Dashes

Abstract

Encoding of dashes, including em-dashes and en-dashes, using entity references

dash entity

Encoding Instructions (new P5 version)

The WWP encodes all lengths of punctuational dash longer than the em-dash (—) using a "superdash", encoded with the entity &sdash;. The function of the superdash is simply to mark and distinguish dashes of extraordinary length. The WWP regularizes multiple punctuational em-dashes or hyphens to a single &sdash;. The entity reference can be used to print an em-dash for display, and also to locate dashes of abnormal lengths if those are ever of interest to scholars.

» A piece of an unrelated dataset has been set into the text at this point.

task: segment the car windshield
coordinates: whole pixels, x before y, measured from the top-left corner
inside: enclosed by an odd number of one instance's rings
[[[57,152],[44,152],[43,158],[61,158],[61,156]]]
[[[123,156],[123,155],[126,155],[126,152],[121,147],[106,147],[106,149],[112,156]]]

See example 1.

The WWP encodes non-punctuational dashes slightly differently. A non- punctuational dash serves to mark blank space or indicate omitted letters (as in forbidden words or covert references to actual people). We indicate the number of omitted letters within words exactly as they appear, since their actual number could be important in identifying the abbreviated word. Non-punctuational dashes which only indicate a general omission without indicating specific numbers of letters are encoded with &sdash;. See example 2.

Examples

Example 1: various uses of punctuational dashes (represented here by hyphens, but they could be either hyphens or dashes of various lengths):

 1. The flowret's path,---the Summer sunny way,--- [Encode with 
            &sdash;]
            2. He walked--I can scarcely believe it--out the window. [Encode with 
            —]

Example 2: various uses of non-punctuational dashes:

                1. Then Mr. B----- spoke up. [Encode with 5 hyphens, as printed]
                2. D--n his eyes! [Encode with 2 hyphens, as printed]
                3. Mrs. ______ was a dreadful character. [Encode with &sdash.]

Rationale & Reasoning

The WWP distinguishes between punctuational and non-punctuational dashes and treats them differently. We also distinguish both from the ruled line which is used as an ornament or separator mark between textual divisions (which is encoded with &rule; - see 034).

The WWP collection predates the invention, or at least the wide use, of the en-dash (a dash one en long), which is typically used for number ranges. This character is not yet attested in the WWP collection. However, if it did appear, we would encode it using the entity reference –.